A INTERPOL [The International Criminal Police Organization (Organização Internacional de Polícia Criminal)], maior organização policial internacional do mundo, fundada em 1923 e contando com 188 países membros em 2010, provê uma definição de AC/ISP que associa conotação descritiva e estipulativa. Tal definição sugere, indiretamente, a própria natureza da atividade-fim da Interpol (conjugar esforços internacionais de diferentes organizações em prol da atividade policial global), em relação ao contexto estruturante da organização:

A AC produz a identificação e o entendimento das relações entre dados criminais e outros dados potencialmente relevantes, com uma visão em proveito da prática policial e judiciária. A tarefa central da AC é contribuir para a missão oficial executada por policiais, por formuladores de políticas públicas e por tomadores de decisão – no sentido de lidarem mais efetivamente com a incerteza, bem como promoverem uma detecção tempestiva de ameaças e conseqüente apoio para a atividade operacional, tendo por base a análise de crimes. (INTERPOL, 2009. Tradução livre com adaptações).

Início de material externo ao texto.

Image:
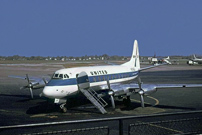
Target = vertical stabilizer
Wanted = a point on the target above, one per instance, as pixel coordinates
(194, 56)
(134, 61)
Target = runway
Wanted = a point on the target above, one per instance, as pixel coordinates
(17, 108)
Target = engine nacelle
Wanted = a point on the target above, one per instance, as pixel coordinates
(149, 89)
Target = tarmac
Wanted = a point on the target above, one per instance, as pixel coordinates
(16, 107)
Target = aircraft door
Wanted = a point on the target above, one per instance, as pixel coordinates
(83, 81)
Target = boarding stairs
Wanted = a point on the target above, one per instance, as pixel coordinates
(95, 99)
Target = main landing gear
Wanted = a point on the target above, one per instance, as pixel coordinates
(63, 108)
(127, 101)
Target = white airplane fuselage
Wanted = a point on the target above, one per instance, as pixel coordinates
(65, 82)
(58, 88)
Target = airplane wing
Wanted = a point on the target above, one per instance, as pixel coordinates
(156, 65)
(33, 82)
(117, 90)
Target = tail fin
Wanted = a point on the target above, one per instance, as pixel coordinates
(194, 56)
(134, 61)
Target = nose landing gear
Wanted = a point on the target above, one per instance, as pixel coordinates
(62, 103)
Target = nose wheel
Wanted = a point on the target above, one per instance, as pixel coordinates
(63, 108)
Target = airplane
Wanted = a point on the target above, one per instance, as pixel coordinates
(90, 80)
(194, 59)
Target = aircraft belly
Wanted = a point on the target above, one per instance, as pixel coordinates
(59, 91)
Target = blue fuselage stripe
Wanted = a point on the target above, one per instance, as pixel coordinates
(98, 78)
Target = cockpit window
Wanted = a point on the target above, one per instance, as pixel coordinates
(60, 76)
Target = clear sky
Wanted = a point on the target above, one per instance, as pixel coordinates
(92, 27)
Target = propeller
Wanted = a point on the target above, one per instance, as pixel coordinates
(45, 81)
(30, 86)
(141, 92)
(111, 93)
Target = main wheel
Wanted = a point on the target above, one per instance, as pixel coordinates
(64, 109)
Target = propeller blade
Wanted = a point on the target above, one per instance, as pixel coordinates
(24, 87)
(34, 84)
(139, 83)
(142, 100)
(27, 77)
(31, 93)
(108, 84)
(45, 81)
(112, 101)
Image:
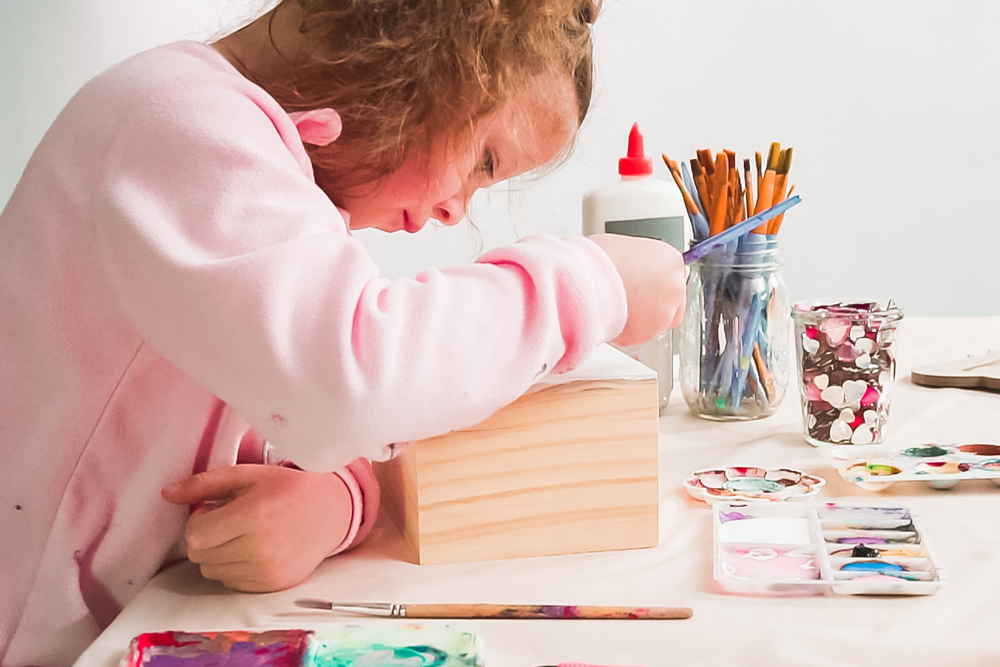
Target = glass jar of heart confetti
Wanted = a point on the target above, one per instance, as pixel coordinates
(735, 333)
(847, 366)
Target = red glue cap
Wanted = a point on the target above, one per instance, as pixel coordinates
(636, 163)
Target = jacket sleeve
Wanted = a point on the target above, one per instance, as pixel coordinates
(234, 266)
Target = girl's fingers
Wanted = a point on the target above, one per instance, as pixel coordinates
(209, 529)
(218, 484)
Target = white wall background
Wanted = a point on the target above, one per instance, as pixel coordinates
(892, 107)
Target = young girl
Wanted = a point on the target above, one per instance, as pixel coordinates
(181, 293)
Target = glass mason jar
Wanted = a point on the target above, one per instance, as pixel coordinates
(735, 338)
(846, 368)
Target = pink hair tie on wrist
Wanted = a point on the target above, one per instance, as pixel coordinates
(318, 127)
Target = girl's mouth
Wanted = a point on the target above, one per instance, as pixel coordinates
(408, 224)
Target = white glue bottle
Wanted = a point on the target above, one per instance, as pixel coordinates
(640, 205)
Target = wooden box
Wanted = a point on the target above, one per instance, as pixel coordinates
(569, 467)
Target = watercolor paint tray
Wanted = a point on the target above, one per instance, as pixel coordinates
(333, 646)
(876, 467)
(818, 548)
(752, 483)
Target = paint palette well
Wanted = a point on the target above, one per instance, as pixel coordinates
(752, 483)
(345, 646)
(812, 549)
(876, 468)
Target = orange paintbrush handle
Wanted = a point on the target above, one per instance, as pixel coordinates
(775, 224)
(720, 203)
(679, 180)
(764, 198)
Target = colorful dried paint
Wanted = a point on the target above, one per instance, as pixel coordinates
(752, 483)
(345, 646)
(941, 466)
(800, 549)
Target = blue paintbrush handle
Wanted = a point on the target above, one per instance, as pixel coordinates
(699, 250)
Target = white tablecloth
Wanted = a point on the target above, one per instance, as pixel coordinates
(960, 625)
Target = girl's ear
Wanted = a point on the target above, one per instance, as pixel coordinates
(318, 127)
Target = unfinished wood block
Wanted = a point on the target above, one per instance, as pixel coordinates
(569, 467)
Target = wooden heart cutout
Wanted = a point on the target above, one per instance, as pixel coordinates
(969, 373)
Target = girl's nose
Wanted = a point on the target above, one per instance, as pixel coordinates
(451, 211)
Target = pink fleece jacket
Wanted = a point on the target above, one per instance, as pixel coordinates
(170, 278)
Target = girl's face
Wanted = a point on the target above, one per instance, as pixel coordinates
(438, 182)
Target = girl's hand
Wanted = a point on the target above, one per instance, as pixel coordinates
(260, 528)
(654, 277)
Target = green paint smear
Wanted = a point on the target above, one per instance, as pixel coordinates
(398, 647)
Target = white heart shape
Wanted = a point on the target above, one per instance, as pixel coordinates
(810, 345)
(840, 431)
(834, 396)
(885, 335)
(836, 330)
(853, 391)
(865, 346)
(862, 436)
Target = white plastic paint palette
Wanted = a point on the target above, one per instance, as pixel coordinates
(811, 549)
(752, 483)
(876, 468)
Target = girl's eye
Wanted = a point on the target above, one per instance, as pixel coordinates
(487, 164)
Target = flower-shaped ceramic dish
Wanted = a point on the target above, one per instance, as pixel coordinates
(752, 483)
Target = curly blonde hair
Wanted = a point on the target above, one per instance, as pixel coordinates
(402, 73)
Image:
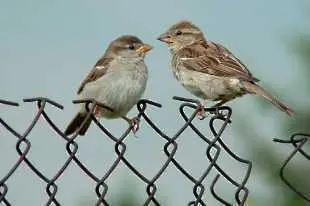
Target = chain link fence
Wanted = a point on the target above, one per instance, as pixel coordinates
(214, 147)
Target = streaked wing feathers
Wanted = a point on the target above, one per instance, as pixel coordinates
(214, 59)
(99, 69)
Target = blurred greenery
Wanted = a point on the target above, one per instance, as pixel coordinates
(263, 155)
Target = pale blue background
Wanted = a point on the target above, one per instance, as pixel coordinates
(47, 47)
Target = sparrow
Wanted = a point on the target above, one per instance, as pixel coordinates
(209, 70)
(118, 80)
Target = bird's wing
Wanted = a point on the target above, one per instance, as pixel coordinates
(99, 69)
(214, 59)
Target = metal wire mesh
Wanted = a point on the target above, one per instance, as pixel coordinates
(221, 114)
(298, 140)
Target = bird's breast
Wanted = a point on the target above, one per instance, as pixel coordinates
(120, 88)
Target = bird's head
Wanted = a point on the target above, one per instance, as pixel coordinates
(129, 47)
(181, 34)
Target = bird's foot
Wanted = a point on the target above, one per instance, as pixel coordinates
(220, 114)
(201, 112)
(97, 111)
(133, 123)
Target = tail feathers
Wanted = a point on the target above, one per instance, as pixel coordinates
(76, 123)
(256, 89)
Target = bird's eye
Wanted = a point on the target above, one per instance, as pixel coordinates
(131, 47)
(178, 33)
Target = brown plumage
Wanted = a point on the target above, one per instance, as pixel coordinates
(117, 80)
(209, 70)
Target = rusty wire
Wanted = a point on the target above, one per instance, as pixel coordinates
(221, 114)
(298, 140)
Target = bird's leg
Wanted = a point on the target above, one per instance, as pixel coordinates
(217, 111)
(134, 123)
(201, 111)
(97, 111)
(217, 105)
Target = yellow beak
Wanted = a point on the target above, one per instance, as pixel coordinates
(144, 48)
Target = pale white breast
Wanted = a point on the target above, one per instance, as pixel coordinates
(120, 88)
(208, 87)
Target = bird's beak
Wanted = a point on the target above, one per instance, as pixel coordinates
(166, 38)
(144, 48)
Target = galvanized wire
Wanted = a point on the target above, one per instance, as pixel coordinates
(221, 114)
(298, 140)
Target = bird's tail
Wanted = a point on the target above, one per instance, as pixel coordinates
(76, 123)
(256, 89)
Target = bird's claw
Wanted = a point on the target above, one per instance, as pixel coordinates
(134, 124)
(201, 112)
(219, 114)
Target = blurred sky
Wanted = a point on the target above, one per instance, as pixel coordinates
(47, 48)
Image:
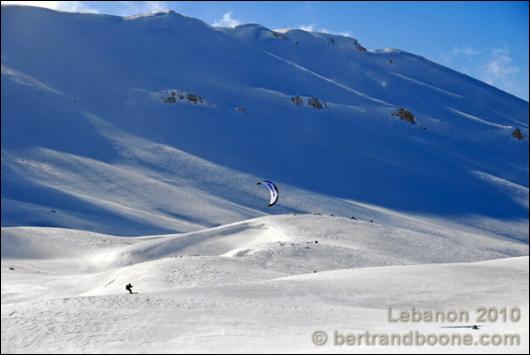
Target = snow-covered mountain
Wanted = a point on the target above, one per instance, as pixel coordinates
(400, 181)
(90, 129)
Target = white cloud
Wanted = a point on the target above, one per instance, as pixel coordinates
(312, 28)
(68, 6)
(494, 66)
(499, 68)
(226, 21)
(308, 28)
(129, 8)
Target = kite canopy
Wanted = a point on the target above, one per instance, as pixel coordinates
(273, 191)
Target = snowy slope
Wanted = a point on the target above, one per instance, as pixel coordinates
(85, 131)
(265, 284)
(159, 127)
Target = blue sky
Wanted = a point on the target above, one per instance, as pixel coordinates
(486, 40)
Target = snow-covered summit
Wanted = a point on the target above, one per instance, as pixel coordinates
(164, 124)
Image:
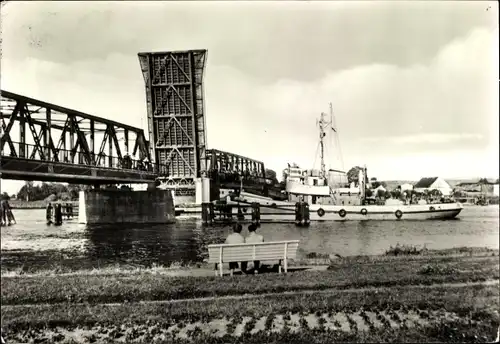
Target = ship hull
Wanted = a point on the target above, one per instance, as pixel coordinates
(285, 211)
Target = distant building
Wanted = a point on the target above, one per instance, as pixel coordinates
(432, 183)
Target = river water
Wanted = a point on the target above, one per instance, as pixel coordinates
(33, 245)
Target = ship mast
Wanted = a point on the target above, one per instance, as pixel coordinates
(322, 134)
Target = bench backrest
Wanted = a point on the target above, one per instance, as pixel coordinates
(274, 250)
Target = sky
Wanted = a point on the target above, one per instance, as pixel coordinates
(414, 85)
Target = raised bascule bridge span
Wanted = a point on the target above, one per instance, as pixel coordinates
(177, 126)
(47, 142)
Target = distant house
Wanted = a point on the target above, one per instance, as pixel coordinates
(432, 183)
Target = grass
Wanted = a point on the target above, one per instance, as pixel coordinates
(478, 302)
(148, 286)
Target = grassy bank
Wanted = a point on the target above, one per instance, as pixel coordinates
(390, 298)
(438, 313)
(342, 275)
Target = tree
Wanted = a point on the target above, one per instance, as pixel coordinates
(271, 174)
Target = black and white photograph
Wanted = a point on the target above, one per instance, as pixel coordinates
(249, 172)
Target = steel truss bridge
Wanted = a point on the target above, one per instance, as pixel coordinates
(47, 142)
(43, 141)
(176, 122)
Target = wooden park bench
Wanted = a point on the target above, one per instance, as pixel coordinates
(263, 251)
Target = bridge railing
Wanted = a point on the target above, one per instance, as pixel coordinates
(66, 156)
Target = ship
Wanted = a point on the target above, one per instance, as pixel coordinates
(332, 197)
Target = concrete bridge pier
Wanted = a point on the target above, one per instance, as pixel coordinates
(153, 206)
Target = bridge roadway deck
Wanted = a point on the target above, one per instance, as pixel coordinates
(27, 169)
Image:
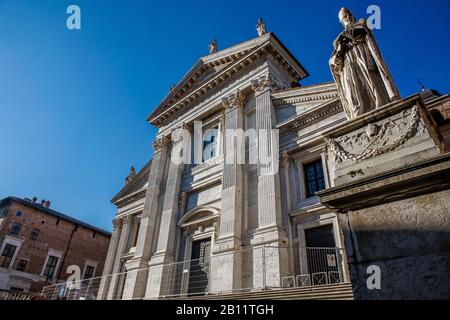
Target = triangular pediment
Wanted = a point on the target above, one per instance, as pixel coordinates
(136, 185)
(211, 70)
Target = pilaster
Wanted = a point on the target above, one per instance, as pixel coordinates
(110, 258)
(121, 247)
(159, 283)
(270, 232)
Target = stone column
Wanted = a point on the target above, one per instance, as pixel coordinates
(121, 247)
(227, 255)
(286, 166)
(160, 278)
(271, 261)
(112, 249)
(137, 267)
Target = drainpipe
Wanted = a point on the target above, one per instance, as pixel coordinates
(65, 252)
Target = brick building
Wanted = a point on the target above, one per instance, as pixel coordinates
(37, 244)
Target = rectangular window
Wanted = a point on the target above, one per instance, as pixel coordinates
(34, 234)
(51, 267)
(15, 229)
(210, 143)
(22, 265)
(314, 178)
(7, 254)
(88, 273)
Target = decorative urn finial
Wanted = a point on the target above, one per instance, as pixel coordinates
(131, 175)
(261, 27)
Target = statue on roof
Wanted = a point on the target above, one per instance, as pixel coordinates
(261, 27)
(212, 46)
(363, 80)
(131, 175)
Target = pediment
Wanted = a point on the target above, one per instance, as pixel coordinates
(212, 70)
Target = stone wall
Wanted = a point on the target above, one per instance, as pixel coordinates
(409, 240)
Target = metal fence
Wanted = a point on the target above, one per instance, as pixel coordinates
(262, 268)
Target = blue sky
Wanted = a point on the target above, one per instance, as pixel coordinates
(73, 104)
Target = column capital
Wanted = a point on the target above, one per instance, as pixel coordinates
(234, 100)
(265, 82)
(117, 223)
(158, 144)
(177, 133)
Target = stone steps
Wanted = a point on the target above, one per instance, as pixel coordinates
(325, 292)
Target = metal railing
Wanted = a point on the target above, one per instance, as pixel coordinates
(15, 295)
(262, 267)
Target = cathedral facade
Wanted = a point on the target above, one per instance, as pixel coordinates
(284, 189)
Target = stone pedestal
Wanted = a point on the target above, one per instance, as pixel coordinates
(391, 177)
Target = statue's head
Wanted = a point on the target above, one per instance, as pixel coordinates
(346, 17)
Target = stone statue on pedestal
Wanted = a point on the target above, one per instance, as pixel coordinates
(261, 27)
(362, 78)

Em outra perspectiva, ainda, é ilustrativa a visão de uma comunidade técnico- profissional estadual norte-americana de AC/ISP (portanto, restrita geograficamente a uma região específica), quando ela enuncia a sua definição oficial do que seja a AC:

A AC é uma disciplina da área de segurança pública que provê apoio de informação (grifo nosso) para as missões das instituições policiais ou do sistema de justiça criminal. Estritamente referindo, a AC envolve o estudo de ocorrências criminais; a identificação de padrões, tendências e problemas do crime; a disseminação de informação para uma instituição policial, de tal maneira que a instituição possa desenvolver táticas e estratégias para resolução de questões relativas a padrões, tendências e problemas. [MACA- Massachusetts Association of Crime Analysts (Associação de Analistas Criminais de Massachusetts), 2005. Tradução livre com adaptações].

A julgar pelo conteúdo das definições apresentadas, expressões como ocorrências policiais, problemas, padrões, correlações, tendências e informações são entidades terminológicas que permeiam as diversas definições de AC/ISP citadas, independentemente de autor ou organização formuladora da definição.

A “Enciclopédia de Filosofia” da Universidade de Stanford aponta como partes essenciais da atividade de análise: (i) o processo de desagregar um fato em suas partes ou elementos constitutivos mais simples; (ii) a visão de algo em seus elementos básicos; (iii) o isolamento do que é mais elementar em relação ao que é mais complexo e; (iv) o rompimento de algo até seus componentes mais simples, de tal forma que a estrutura lógica do objeto analisado fique exposta.

Assim, a atividade de análise, no que concerne à disciplina de AC/ISP, consistirá em um processo de rompimento, desagregação e isolamento dos elementos constitutivos de problemas, padrões, correlações e tendências do fenômeno do crime (entendendo como previamente conhecido o que são as ocorrências policiais e informações, esta última no contexto da ISP), de tal forma que fique exposta a estrutura lógica do objeto considerado. (UNIVERSIDADE DE STANDFORD, 2009).

Dentre as definições de AC/ISP examinadas, a publicação da Universidade de Stanford valoriza as entidades terminológicas comuns e que se apresentam como partes mais simples, básicas e elementares de objetos por serem trabalhados na AC/ISP. E essas entidades são: problemas, padrões, correlações e tendências.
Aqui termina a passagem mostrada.